One of the most attractive elements of the burger on paper was the kalbi glaze. For those of you not in the know, kalbi is a Korean dish of ribs marinated with soy, garlic, sesame, sugar and sometimes some heat - easily one of the most delicious preparations of meat in existence. Ottawans can visit Le Kim Chi on Preston Street for a good intro to the stuff. In terms of this burger, I felt that the kalbi flavours were there - especially soy and sesame - just not enough to counter the sweetness.

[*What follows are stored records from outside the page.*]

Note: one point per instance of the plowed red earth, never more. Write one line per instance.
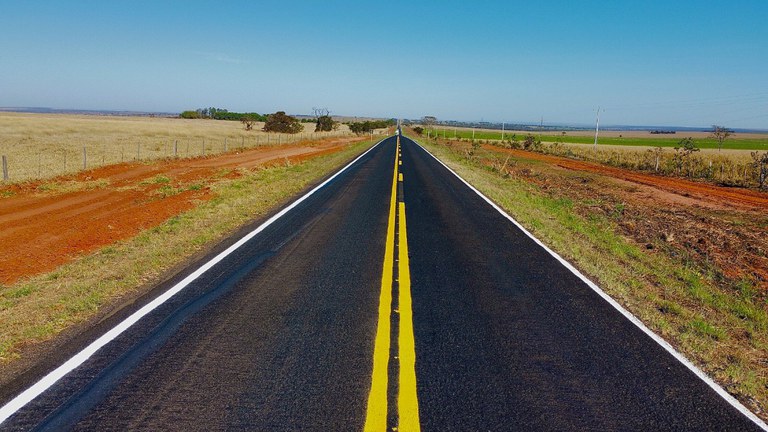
(741, 198)
(41, 230)
(720, 226)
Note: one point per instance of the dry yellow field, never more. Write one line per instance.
(47, 145)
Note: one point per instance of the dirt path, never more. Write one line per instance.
(48, 227)
(717, 195)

The kimchi slaw was too much like slaw and not enough like kimchi; it did not have that characteristic bite that everyone loves kimchi for. That said, it provided a great textural break in the umami of the meat and egg. It was both crunchy and refreshing.  Speaking of the egg, it was fried and seasoned perfectly and was a lovely addition. There was chili mayo for more fat and moisture (seriously), but the heat wasn't really present.

Egg yolk and chili mayo
I figured that the goal of this burger was to balance the sweet meat, biting slaw and salty glaze into a harmonious ode to Korean cuisine, but it failed to live up to that ambitious task. It's actually reasonable value for $16.50 and a good buy for a Strip restaurant, but I would stick to more traditional offerings on the Holstein's menu. This is clearly a case of a burger being defeated by its complexity. I personally would have left the marinade out of it, and instead brushed the patty with a perfectly-executed kalbi glaze and ramped up the kimchi's bite, relying on the egg to soften any extremes.

The sides

We started with deep-fried pickles, which were awesome. I mean deep-fried pickles, ha! I upgraded my regular fries to sweet potato fries and was met with the most average set I've ever eaten; these were so ordinary that I doubt they were made in house.

Side note

Amy had the Nom Nom Burger, which was wagyu, potato chips and cheddar cheese with 1000 Island dressing. I had two bites and don't feel that I got enough intel for a full review, but we were both very disappointed with this burger. The patty was really skinny and dry and as a result what should have been a very moist, soft wagyu texture was completely lost to the toppings. This was likely due to the patty being pressed too hard. This is bad period, but completely inexcusable with wagyu, which should never meet a patty press in its life. Avoid.